James Baker of the Justice Department recently testified to the Senate Judiciary Committee about ECPA reform, and in the process he touched on the provision of ECPA that prohibits ISPs from sharing subscriber data with the government in the absence of a court order. Mr. Baker hinted that this provision should perhaps be expanded to prohibit ISPs from sharing subscriber data with any third party in the absence of a court order:
A sixth potentially appropriate topic for legislation is the disclosure by service providers of customer information for commercial purposes. Under § 2702(c)(6) of ECPA, there are currently no explicit restrictions on a provider disclosing non-content information pertaining to a customer or subscriber “to any person other than a government entity.” This approach may be insufficiently protective of customer privacy. Congress could consider whether this rule strikes the appropriate balance between providers and customers.

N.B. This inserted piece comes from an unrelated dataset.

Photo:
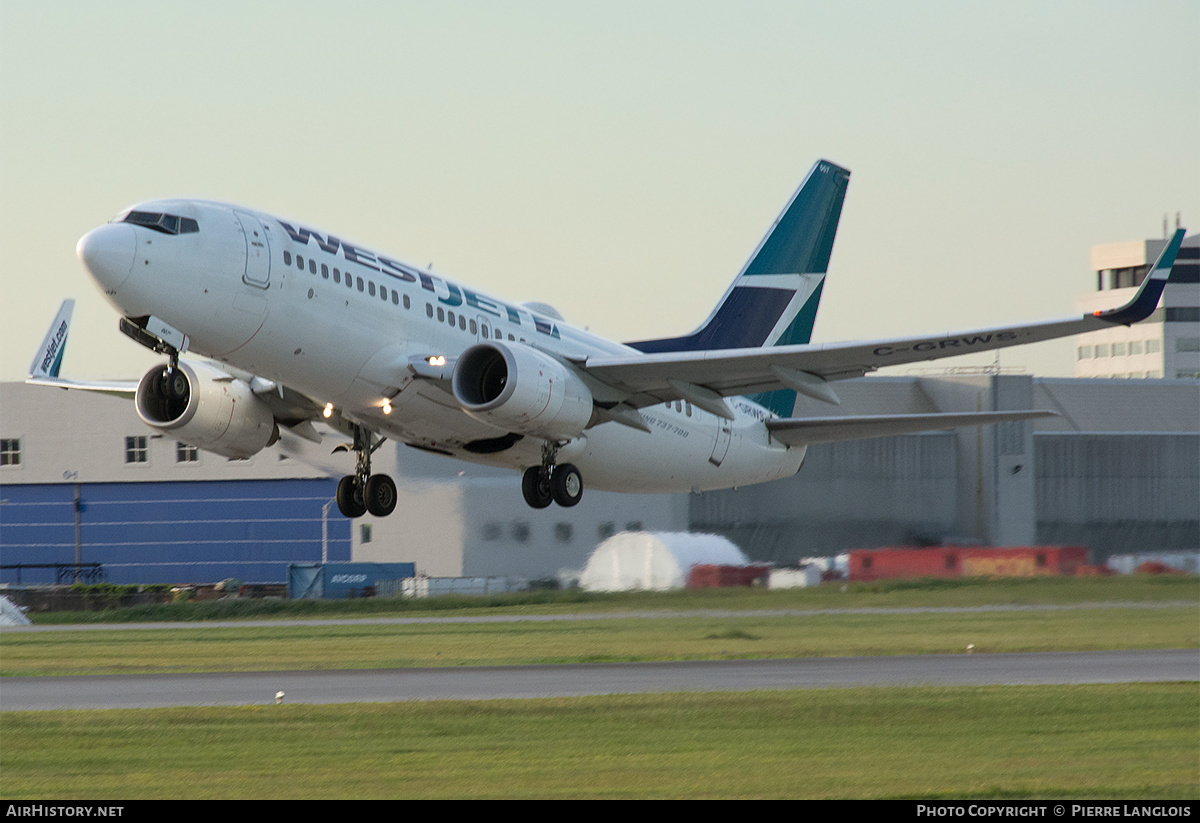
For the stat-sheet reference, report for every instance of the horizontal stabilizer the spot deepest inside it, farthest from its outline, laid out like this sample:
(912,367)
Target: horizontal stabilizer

http://www.wired.com/images_blogs/threatlevel/2011/04/bakerepca.pdf
This strikes me as a dangerous step from the point of view of cybersecurity. Let me give one example. In a distributed denial of service attack, infected consumer machines are instructed to send packets to a victim site, which is then overwhelmed by malicious traffic. An ISP can often tell which of their customers’ machines have been infected just by looking at the nature of the signals the machines are sending. If the ISP passes that information on to the victim site, the victim site or its service provider can shunt aside or drop signals from the infected computers as part of the target’s defenses.
Mr. Baker’s casual proposal to extend the ECPA bar on disclosure would seem to make such such defensive moves illegal in the absence of a court order. It seems to me that this would dramatically slow responses to denial of service attacks.
Am I missing something, or is the Justice Department just clueless? Orin Kerr, the batsignal is flashing!